Sunday, October 12, 2008

Murtha and earmarks: Like Peas & Carrots!



Murtha and the rest of the corrupt congress continue to refuse to follow their own rules:

And Congress broke its pledge — and President Bush's challenge — to cut earmarks in half. Lawmakers cut the dollar amount of defense earmarks by about a fourth and the number by 19 percent.

The hidden earmarks range from $8 million for lighting sold by a financially troubled company in North Carolina to $588 million for a submarine the administration doesn't want.

After months of investigating the $459 billion 2008 defense bill, The Times found:

• The hidden $3.5 billion included 155 earmarks, among them the most costly in the bill. Congress disclosed 2,043 earmarks worth $5 billion.
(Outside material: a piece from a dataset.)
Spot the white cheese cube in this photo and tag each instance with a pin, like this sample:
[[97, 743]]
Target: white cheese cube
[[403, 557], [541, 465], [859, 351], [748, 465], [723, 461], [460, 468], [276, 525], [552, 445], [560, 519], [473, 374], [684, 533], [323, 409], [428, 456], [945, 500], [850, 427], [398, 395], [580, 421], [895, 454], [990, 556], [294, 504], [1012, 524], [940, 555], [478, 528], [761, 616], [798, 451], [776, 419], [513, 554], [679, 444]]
• The House broke the new rules at least 110 times by failing to disclose who was getting earmarks, making it difficult for the public to judge whether the money is being spent wisely.

• In at least 175 cases, senators did not list themselves in Senate records as earmark sponsors, appearing more fiscally responsible. But they told a different story to constituents back home in news releases, claiming credit for the earmarks and any new jobs.

Lawmakers do not face penalties for failing to follow these ethics rules.

"The whole ethics bill was a sham," said Sen. Jim DeMint, a Republican from South Carolina, after being told of The Times' findings.

This continuing scandal shows the grubby little fingerprints of the Pork King, himself:

One congressman's fingerprints, however, weren't so easy to conceal. Latrobe sits in the congressional district of Rep. John Murtha, a Democrat who chairs the subcommittee that drafts the defense bill and wields the most power over defense earmarks.

Latrobe's officials have given $5,000 to Murtha's re-election fund in the past two years.

Also, Murtha had talked about giving taxpayer dollars to Latrobe. "We're trying to get together to see how we can work out an increased capacity for that particular company," Murtha said at a subcommittee hearing in April 2007. "I've talked to that producer. And what I'd like to see is them put some money in, us put some money in, and reduce the time it takes to get those spare parts out."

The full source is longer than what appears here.